A dielectric slab is inserted between the plates of a capacitor. The charge on the capacitor is $Q$ and the magnitude of the induced charge on each surface of the dielectric is $Q'$.
A) $Q'$ may be larger than $Q$
B) $Q'$ must be larger than $Q$
C) $Q'$ must be equal to $Q$
D) $Q'$ must be smaller than $Q$

Answer 1

When a dielectric is present between the plates of a capacitor, it will modify the electric field that exists between the two plates of the capacitor. Charges will be induced in the dielectric such that it will produce an electric field opposing the original electric field.
Formula used:
-Charge in a dielectric: $Q' = Q\left[ {1 - \dfrac{1}{k}} \right]$ where $Q$ is the charge on the plates and $k$ is the dielectric constant.

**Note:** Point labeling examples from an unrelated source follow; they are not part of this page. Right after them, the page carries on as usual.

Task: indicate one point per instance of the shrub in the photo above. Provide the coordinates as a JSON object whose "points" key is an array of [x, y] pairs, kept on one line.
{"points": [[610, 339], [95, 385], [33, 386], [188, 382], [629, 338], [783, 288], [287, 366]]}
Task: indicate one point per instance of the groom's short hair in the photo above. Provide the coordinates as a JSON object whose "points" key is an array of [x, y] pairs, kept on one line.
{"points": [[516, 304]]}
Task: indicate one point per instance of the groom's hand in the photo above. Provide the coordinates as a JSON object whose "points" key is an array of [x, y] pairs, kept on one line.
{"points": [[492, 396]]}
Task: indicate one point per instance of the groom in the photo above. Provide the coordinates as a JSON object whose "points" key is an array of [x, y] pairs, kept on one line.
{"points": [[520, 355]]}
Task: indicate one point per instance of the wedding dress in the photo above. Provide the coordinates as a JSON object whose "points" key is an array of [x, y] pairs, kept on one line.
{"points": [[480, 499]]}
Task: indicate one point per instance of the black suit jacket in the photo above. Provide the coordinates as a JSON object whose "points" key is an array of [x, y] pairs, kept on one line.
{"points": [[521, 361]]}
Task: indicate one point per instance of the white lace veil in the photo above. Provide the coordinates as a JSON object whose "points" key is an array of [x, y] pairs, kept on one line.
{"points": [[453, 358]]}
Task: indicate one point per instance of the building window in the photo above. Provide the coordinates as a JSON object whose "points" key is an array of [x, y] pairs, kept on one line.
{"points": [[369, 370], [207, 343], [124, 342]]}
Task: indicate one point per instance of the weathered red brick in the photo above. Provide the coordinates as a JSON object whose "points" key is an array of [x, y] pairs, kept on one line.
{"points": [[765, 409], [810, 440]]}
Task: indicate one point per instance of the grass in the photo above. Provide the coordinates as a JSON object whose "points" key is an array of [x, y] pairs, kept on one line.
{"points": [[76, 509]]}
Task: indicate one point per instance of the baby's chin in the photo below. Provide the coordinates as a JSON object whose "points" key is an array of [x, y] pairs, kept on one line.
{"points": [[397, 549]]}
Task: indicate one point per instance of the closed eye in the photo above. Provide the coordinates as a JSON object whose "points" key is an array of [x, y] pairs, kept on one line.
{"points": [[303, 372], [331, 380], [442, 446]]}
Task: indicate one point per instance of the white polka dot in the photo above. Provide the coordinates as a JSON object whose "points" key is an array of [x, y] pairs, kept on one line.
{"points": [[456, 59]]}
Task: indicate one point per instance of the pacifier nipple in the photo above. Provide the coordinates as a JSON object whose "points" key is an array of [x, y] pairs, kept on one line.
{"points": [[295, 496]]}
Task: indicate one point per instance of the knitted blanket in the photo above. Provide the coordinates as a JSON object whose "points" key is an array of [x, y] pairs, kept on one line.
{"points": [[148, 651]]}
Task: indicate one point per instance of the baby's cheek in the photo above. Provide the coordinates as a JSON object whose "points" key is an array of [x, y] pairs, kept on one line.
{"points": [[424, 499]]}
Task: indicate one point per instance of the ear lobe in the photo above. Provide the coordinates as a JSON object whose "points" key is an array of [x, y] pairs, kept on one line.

Complete step by step answer:
In the absence of a dielectric, a uniform electric field is present between the capacitor plates. However, when a dielectric is present, as mentioned in the hint, an electric field will be induced in it such that it will oppose the external electric field. This is due to the polarization of charges inside the dielectric material. Hence the charge induced in the dielectric will be due to the property of the dielectric. The magnitude of this charge is given as
$Q' = Q\left[ {1 - \dfrac{1}{k}} \right]$
Now the dielectric constant of any medium is greater than one while vacuum has a dielectric constant of 1. Hence the term inside the square bracket will always have a value less than 1.
So, the charge induced in the dielectric will always be less than the charge on the plates of the capacitor.

So, $Q' < Q$. Hence option (D) is correct.

Note: While the vacuum has a dielectric constant of 1, there is no matter in the vacuum to induce any charges, so again no charge will be induced in it. The charges in the dielectric medium will be removed if the capacitor plates do not have any charges either.